Будай одну секунду осоловело глядел. Потом все опьянение слетело с него.

Стиснув зубы, он огляделся, хватаясь за наган, и выскочил из юрты.

На вороного коня грузили что-то белое. Ослепленный блеском костра, Будай не мог хорошенько разглядеть и стал стрелять почти наугад. Из темноты раздался хохот, и кони затопотали по берегу. Будай побежал за ними и остановился. Мимо промчался всадник. Пограничник тщательно прицелился и выстрелил. Ему послышался крик, но всадник не остановился. Будай понял, что последняя надежда добыть коня погибла. Тогда, забыв обо всем, он бегом бросился в степь. Ноги вязли в песке, но он бежал, пока не свалился.

Далеко впереди послышались выстрелы. Глухие, настойчивые, следовавшие один за другим. Сердце его забилось от радости и надежды. Но кругом него были тишина и мрак. Отдышавшись, он встал и то шел, то бежал, сам не зная куда.
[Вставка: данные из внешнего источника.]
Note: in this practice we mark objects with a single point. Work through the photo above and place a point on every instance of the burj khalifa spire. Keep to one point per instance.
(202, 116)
Когда же наступил пасмурный рассвет, Будай увидел вдали человека и, собрав последние силы, побежал к нему. Около коня, лежавшего на земле, неподвижно сидел Джанмурчи.

— Начальник, это был я. Ты попал мне в ногу, но я продолжал за ними ехать. Позор на мою голову. Я гнался от самого города предупредить тебя, но не успел.

Джанмурчи снял шапку, взял горсть песку и высыпал его себе на голову. Оба долго сидели молча. Загнанный конь не мог даже стоять. Он лежал и, не имея сил держать голову на весу, уперся мордой в землю. Джанмурчи перевязал рану на ноге и покачал головой. Кто-то проехал по дороге. Будай и Джанмурчи посмотрели друг на друга. Потом проводник с тоской сказал вслух то, что каждый думал про себя:

— На телеге нельзя догонять. Они поехали в горы без дорог, туда!

Он сделал безнадежный широкий жест рукой в сторону далеких снеговых хребтов.

— Отпусти подпругу, издохнет, — сказал Будай, кивнув головой на загнанного коня.

— Все равно.

Несколько всадников показались на дороге. Они ехали в Каракол на базар. Приблизившись, они долго, внимательно смотрели на коня. В начавшейся агонии рыжий конь задрал голову и оскалил зубы, как будто засмеялся. За несколько минут он весь опал. Кости выставились, и кожа на них натянулась, дрожь непрерывно дергала рыжие тонкие ноги.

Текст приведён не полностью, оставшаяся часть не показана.